Aux yeux du juriste, qui a accédé au Conseil national à 25 ans en 2007, il aurait été bien plus malin et judicieux de trouver des personnalités au sein du parti aptes à gagner des électrices et électeurs dans les villes. «Un modèle aurait pu être le Premier ministre britannique Boris Johnson, explique Lukas Reimann. Il a montré à Londres que l'on peut avoir du succès en milieu très urbain avec une politique conservatrice.»

«Je représente tous les habitants»

Raphael Lanz gère une ville un poil plus petite que Londres.
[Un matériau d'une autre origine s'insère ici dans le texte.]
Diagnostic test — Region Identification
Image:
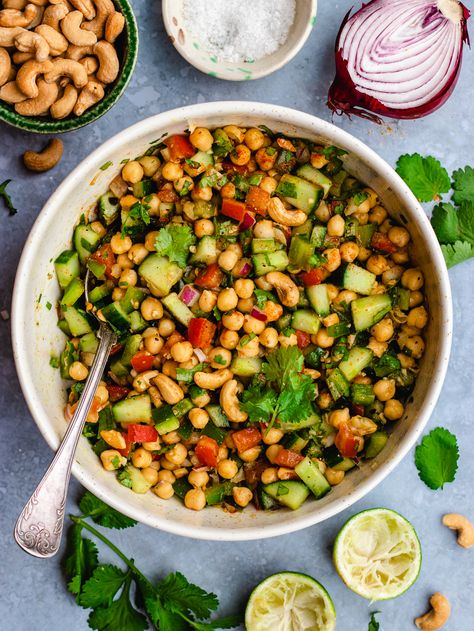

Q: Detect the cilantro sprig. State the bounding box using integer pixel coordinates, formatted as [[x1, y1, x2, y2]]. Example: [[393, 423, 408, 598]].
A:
[[64, 492, 241, 631]]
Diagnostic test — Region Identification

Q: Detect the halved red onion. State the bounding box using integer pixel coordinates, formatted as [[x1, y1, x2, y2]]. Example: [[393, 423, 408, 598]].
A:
[[250, 307, 268, 322], [328, 0, 470, 123], [179, 285, 201, 307]]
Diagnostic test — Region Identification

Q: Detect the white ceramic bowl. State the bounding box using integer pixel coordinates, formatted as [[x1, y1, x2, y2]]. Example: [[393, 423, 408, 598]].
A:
[[161, 0, 318, 81], [12, 102, 452, 540]]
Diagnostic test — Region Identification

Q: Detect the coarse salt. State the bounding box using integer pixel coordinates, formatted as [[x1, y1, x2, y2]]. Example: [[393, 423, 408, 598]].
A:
[[183, 0, 296, 63]]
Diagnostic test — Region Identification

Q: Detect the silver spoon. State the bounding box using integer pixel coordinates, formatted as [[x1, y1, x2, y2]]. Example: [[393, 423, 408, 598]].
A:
[[14, 270, 117, 559]]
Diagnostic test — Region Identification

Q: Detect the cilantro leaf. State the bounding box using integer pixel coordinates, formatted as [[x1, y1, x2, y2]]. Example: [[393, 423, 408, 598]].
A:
[[155, 223, 196, 267], [453, 166, 474, 205], [396, 153, 451, 202], [79, 491, 137, 530], [78, 565, 127, 609], [415, 427, 459, 490], [63, 524, 98, 595]]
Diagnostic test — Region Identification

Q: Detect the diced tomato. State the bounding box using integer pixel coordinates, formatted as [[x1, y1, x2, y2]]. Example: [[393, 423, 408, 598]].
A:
[[300, 267, 329, 287], [91, 243, 115, 278], [164, 135, 196, 160], [194, 436, 219, 467], [188, 318, 217, 348], [334, 423, 360, 458], [127, 423, 158, 443], [274, 449, 304, 469], [232, 427, 262, 451], [370, 232, 398, 254], [130, 351, 155, 372], [295, 330, 311, 348], [107, 386, 130, 403], [221, 198, 246, 223], [194, 263, 224, 289], [245, 186, 270, 215]]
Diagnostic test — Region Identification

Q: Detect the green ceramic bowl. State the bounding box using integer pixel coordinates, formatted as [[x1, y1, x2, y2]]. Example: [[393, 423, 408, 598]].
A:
[[0, 0, 138, 134]]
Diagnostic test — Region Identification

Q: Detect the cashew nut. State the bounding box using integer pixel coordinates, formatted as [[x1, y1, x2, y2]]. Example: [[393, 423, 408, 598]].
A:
[[0, 81, 28, 104], [73, 81, 105, 116], [35, 24, 69, 57], [49, 84, 79, 120], [15, 77, 59, 116], [105, 11, 125, 44], [15, 31, 49, 61], [61, 11, 97, 46], [44, 58, 88, 88], [153, 373, 184, 405], [220, 379, 249, 423], [0, 48, 12, 86], [194, 368, 232, 390], [268, 197, 308, 226], [23, 138, 63, 173], [443, 513, 474, 548], [265, 272, 300, 307], [16, 59, 53, 98], [0, 4, 40, 28], [415, 592, 451, 631]]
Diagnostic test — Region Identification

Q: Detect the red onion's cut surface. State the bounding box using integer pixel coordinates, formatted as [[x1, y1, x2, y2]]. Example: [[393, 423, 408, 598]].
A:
[[328, 0, 470, 123]]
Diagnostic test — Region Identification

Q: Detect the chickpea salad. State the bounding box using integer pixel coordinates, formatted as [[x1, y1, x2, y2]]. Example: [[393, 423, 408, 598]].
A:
[[52, 125, 428, 512]]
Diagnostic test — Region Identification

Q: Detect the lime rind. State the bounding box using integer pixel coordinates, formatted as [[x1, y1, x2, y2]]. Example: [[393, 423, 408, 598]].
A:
[[333, 508, 422, 600], [245, 572, 336, 631]]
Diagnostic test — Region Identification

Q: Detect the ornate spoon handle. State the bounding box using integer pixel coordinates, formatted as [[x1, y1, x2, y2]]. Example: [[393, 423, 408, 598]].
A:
[[14, 323, 117, 559]]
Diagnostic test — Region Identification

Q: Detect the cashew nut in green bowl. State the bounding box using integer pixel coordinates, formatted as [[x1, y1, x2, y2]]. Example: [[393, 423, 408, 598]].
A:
[[0, 0, 138, 134]]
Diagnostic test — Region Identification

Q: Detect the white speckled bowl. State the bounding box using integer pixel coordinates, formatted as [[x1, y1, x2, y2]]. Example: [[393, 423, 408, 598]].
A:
[[161, 0, 318, 81], [12, 102, 452, 540]]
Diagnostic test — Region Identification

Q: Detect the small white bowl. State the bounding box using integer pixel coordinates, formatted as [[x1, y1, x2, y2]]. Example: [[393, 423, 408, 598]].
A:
[[161, 0, 318, 81], [12, 101, 452, 541]]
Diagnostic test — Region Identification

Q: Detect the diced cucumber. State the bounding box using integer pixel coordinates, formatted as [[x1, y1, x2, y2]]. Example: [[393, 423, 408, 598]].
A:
[[276, 174, 324, 215], [295, 456, 331, 499], [343, 263, 375, 296], [112, 394, 152, 426], [339, 346, 374, 381], [74, 223, 100, 263], [296, 163, 332, 198], [351, 294, 392, 331], [252, 250, 289, 276], [306, 285, 331, 317], [291, 309, 321, 335], [54, 250, 81, 289], [263, 480, 309, 510], [61, 278, 85, 307], [63, 307, 92, 337], [138, 254, 183, 296], [162, 293, 194, 326], [230, 357, 262, 377]]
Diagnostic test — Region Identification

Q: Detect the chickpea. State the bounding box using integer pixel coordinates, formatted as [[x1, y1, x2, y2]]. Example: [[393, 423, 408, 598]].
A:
[[122, 160, 144, 184], [69, 361, 89, 381], [153, 480, 174, 500], [217, 287, 239, 311], [194, 219, 214, 239], [110, 232, 132, 254], [138, 156, 161, 177], [383, 399, 405, 421], [370, 317, 394, 342], [189, 127, 214, 151], [328, 215, 346, 237], [132, 447, 153, 469]]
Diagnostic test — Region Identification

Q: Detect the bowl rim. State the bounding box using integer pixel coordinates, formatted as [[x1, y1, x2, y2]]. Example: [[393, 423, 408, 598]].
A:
[[12, 101, 453, 541], [0, 0, 139, 134], [161, 0, 318, 81]]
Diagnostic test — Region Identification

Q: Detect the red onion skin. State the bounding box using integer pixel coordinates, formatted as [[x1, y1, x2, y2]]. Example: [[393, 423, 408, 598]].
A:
[[327, 0, 471, 125]]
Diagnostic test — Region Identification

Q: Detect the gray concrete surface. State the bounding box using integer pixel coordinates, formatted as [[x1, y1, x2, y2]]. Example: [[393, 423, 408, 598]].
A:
[[0, 0, 474, 631]]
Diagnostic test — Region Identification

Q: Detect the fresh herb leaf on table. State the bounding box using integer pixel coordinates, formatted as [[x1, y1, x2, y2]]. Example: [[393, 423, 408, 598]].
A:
[[415, 427, 459, 490]]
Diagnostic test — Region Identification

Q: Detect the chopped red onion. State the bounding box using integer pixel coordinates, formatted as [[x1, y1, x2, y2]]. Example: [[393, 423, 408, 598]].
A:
[[328, 0, 470, 123]]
Le maire de Thoune et élu UDC au Grand Conseil bernois n'en est pas moins inquiet du choix de son parti. «Plus l'on accentue le fossé entre ville et campagne, plus il sera dur de le refermer par la suite», analyse-t-il.

En tant que maire, il représente «toutes les Thounoises et Thounois». Et ce n'est pas juste de définir la politique des gens vivant en ville à partir des besoins de la population campagnarde. Beaucoup de familles bourgeoises bénéficient par exemple de crèches pour leurs enfants, afin que les deux parents puissent aller travailler. «On peut trouver cela bien ou pas, mais c'est la réalité de la société d'aujourd'hui dans nos villes.»

L'élu de l'exécutif thounois analyse la stratégie, erronée selon lui, de l'UDC à l'aune du marketing. «Si vous êtes chef d'entreprise, vous n'avez aucun intérêt à limiter votre marché. Sauf si vous voulez créer un produit de niche», explique-t-il. Et cela ne peut pas faire le jeu de l'UDC. «Nous sommes le parti du peuple, pas le parti d'une niche.»

Critique des élus UDC urbains

L'indignation est vive dans les rangs du «parti du peuple». Les représentants UDC en milieu urbain n'ont que peu goûté aux mots de Marco Chiesa. C'est le cas d'Eduard Rutschmann, président de la section UDC de Bâle-Ville. «Je ne soutiendrai pas une campagne qui s'en prend à la population urbaine», prévient-il. Et ce même s'il dit comprendre le courroux des «paysans» de Bâle-Campagne qui ne peuvent presque plus accéder à la ville avec leur voiture.

Même son de cloche du côté de l'UDC de la ville de Lucerne. Dieter Haller, président, estime qu'il faut mener une même politique tant en campagne qu'en ville. «Ne serait-ce que par tactique électorale». L'agglomération lucernoise compte deux fois plus d'habitants que toute la région de l'Entlebuch, entre Lucerne et l'Emmental. «En augmentant notre électorat de 2% en ville, cela aurait déjà un immense effet», note-t-il.

Parmelin veut un dialogue

Ces critiques trouvent un soutien tout en haut du parti. Le conseiller fédéral Guy Parmelin a lui-même appelé la population au «dialogue» lors de ses discours du 1er août. «Le contact entre les villes et les campagnes est important. Cela manque.» Fêter ensemble, par exemple le 1er août, permet de bâtir des ponts entre les citoyens urbains et ceux plus ruraux, assure le ministre de l'Économie. Les pontes de son parti voient les choses différemment.